Data Dive 14 (Model Critique)

Introduction

For this data dive I am critiquing my week 11 notebook, where I built a linear regression model using the Google Play Store dataset to predict app ratings from log-transformed review counts and app type (free vs paid). I want to be honest about what that model got wrong, what I would do differently, and what ethical questions it raises.

play <- read.csv("googleplaystore.csv", stringsAsFactors = FALSE)

play_clean <- play %>%
  filter(!is.na(Rating), Rating <= 5, Rating >= 1) %>%
  mutate(
    Reviews  = as.numeric(Reviews),
    Installs = as.numeric(gsub("[+,]", "", Installs))
  ) %>%
  filter(!is.na(Reviews), !is.na(Installs), Type %in% c("Free", "Paid")) %>%
  mutate(
    log_Reviews  = log(Reviews + 1),
    log_Installs = log(Installs + 1)
  )

cat("Rows after cleaning:", nrow(play_clean))

## Rows after cleaning: 9366

Analytical Critique

Issue 1 - Rating is bounded and linear regression does not know that

I used Rating as the response variable in a standard lm(), but ratings only go from 1 to 5. Linear regression can happily predict a 5.9 or a 0.2, which is meaningless. I noticed the Q-Q plot looked off in Week 11 and this is exactly why.

p1 <- play_clean %>%
  ggplot(aes(x = Rating)) +
  geom_histogram(binwidth = 0.1, fill = "#e67e22", color = "white", alpha = 0.9) +
  geom_vline(xintercept = c(1, 5), linetype = "dashed", color = "#2d2d2d") +
  labs(
    title = "Ratings are left-skewed and pile up near 4.5",
    subtitle = "Linear regression assumes a symmetric unbounded response and this is neither",
    x = "Rating", y = "Count"
  ) +
  theme_minimal(base_size = 13)

ggplotly(p1)

I would recommend a beta regression here since it is actually designed for bounded continuous responses.
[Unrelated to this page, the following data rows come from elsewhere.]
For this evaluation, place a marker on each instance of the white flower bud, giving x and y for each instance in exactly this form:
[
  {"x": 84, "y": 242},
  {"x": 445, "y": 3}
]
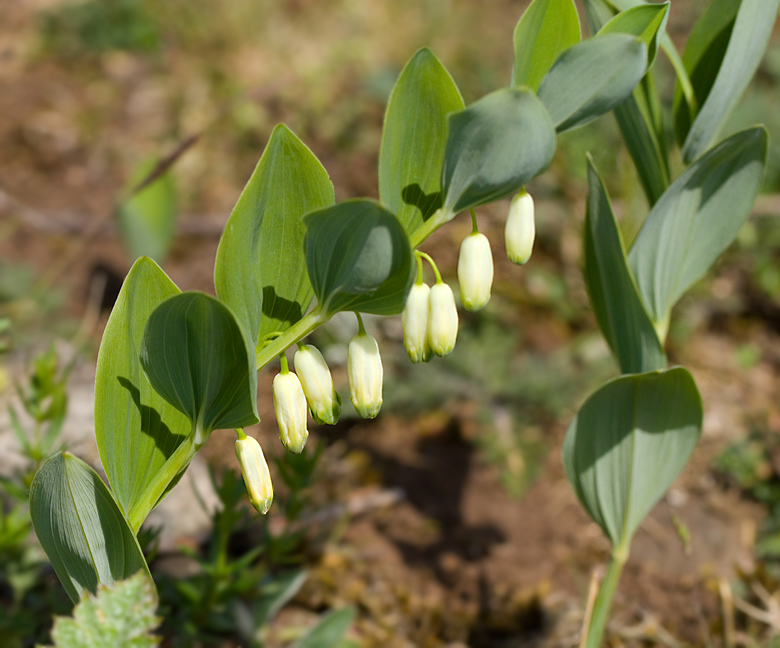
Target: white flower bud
[
  {"x": 257, "y": 478},
  {"x": 520, "y": 228},
  {"x": 290, "y": 408},
  {"x": 475, "y": 271},
  {"x": 414, "y": 320},
  {"x": 364, "y": 366},
  {"x": 442, "y": 319},
  {"x": 317, "y": 383}
]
I would rescale ratings to sit between 0 and 1 first and then fit that model instead.

Issue 2 - Only two predictors is leaving a lot unexplained

The Week 11 model only used log_Reviews and Type, and the R-squared came out pretty low. I had log_Installs and Category sitting right there in the dataset and I did not use them, which I think was a mistake.

model_original <- lm(Rating ~ log_Reviews + Type, data = play_clean)

top_cats <- play_clean %>%
  count(Category) %>%
  top_n(8, n) %>%
  pull(Category)

play_top <- play_clean %>%
  filter(Category %in% top_cats)

model_extended <- lm(Rating ~ log_Reviews + log_Installs + Type + Category,
                     data = play_top)

compare_df <- data.frame(
  Model       = c("Week 11 original", "Extended with installs and category"),
  AIC         = round(c(AIC(model_original), AIC(model_extended)), 1),
  R_squared   = round(c(summary(model_original)$r.squared,
                         summary(model_extended)$r.squared), 3)
)

datatable(compare_df, rownames = FALSE, options = list(dom = "t"),
          caption = "Lower AIC and higher R-squared both point to the extended model being a better fit")

The extended model fits noticeably better on both AIC and R-squared. I think adding category is especially important because user expectations and rating behaviour are completely different across app types.

Issue 3 - I spotted heteroskedasticity but did not do anything about it

In Week 11 I correctly identified that the scale location plot showed fanning residuals, which means the variance is not constant. I just described it and moved on, but that actually means my standard errors are unreliable and the TypePaid coefficient interpretation I made might be off.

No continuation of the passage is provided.